“I know. That’s not it.” The girl leaned against the wall. Two of the angry men had combined against the third. His chief means of defense seemed to be blasphemy. They hurt the ears, those words. She felt an inward twist of humiliation as she remembered that Louis had said rather than see a sister of his go to Nome with the gold rush he’d see her—
“Then what is the matter?” asked the woman at her side, watching her with an odd intentness. “I suppose this isn’t the first time you’ve heard a man swear.”
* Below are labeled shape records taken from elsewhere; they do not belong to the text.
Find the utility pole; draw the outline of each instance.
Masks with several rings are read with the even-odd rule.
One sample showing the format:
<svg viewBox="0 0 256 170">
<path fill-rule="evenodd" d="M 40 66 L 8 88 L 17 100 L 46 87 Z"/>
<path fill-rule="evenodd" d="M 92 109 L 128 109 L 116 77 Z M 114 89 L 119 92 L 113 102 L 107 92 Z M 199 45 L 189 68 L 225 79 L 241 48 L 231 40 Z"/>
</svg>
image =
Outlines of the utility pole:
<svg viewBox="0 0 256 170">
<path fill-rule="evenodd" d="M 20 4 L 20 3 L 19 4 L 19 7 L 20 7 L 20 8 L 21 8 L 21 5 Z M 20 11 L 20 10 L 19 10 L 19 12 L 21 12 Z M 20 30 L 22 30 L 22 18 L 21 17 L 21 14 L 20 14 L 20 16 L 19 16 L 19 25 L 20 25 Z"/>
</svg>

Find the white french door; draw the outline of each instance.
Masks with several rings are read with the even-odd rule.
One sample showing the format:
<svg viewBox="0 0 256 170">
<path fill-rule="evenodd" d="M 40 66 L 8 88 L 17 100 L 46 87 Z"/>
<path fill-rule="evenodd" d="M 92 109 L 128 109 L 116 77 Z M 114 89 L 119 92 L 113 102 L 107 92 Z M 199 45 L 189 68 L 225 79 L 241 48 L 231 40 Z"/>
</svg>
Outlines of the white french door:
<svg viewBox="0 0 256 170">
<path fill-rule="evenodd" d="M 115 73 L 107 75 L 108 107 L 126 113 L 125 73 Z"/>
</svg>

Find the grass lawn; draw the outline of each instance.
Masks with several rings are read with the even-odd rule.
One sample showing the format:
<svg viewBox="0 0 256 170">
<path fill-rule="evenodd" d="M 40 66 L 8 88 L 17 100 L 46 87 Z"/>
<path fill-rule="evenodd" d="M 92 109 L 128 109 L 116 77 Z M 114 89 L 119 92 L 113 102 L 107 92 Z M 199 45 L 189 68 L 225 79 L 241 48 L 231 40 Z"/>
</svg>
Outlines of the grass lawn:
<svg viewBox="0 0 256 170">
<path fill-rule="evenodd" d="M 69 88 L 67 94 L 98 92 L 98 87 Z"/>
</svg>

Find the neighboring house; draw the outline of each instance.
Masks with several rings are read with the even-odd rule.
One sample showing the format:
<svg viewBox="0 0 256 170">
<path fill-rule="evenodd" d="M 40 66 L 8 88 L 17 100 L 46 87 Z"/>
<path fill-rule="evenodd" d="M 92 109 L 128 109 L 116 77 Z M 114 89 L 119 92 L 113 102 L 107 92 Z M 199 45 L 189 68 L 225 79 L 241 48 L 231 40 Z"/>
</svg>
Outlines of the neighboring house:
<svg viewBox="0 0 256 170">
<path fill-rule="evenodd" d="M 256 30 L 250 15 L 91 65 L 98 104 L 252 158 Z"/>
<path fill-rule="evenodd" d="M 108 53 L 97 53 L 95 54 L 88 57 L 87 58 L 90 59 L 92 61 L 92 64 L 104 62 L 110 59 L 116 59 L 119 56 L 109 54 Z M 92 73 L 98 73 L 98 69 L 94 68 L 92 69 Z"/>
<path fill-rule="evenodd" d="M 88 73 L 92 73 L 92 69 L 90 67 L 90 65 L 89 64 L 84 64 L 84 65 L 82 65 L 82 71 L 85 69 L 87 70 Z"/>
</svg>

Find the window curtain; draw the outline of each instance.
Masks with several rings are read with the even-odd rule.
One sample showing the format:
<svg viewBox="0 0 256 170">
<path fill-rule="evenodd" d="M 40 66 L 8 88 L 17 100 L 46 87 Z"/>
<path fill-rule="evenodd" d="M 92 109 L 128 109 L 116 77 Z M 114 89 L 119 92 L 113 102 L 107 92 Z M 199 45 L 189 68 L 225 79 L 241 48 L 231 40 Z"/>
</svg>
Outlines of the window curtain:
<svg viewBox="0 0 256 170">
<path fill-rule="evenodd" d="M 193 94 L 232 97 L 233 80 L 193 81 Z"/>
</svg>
“The matter is—I feel as if what I’d seen and heard here would leave some sort of lasting stain. As if I’d gone through filth and some of it would stick to me for ever.”
“No, you don’t. You’re only thinking of what some man might think.” Hildegarde caught her breath with the surprise of guilty recognition, as Mrs. Locke’s soft voice insisted: “Knowing doesn’t hurt a woman. Not the right sort of woman. But it does change us. You’ll find life will always look a little different to you after this.”
Bella had said something like that!
“It’s curious,” the woman went on, “how hard we struggle to live up to men’s standard of our ignorance. After all, their instinct about it is quite right.”
“Instinct about what?”
“That if we knew the truth, the truth would make us free.”
“The truth might make frightened slaves of some of us.”
“Only of the meanest.”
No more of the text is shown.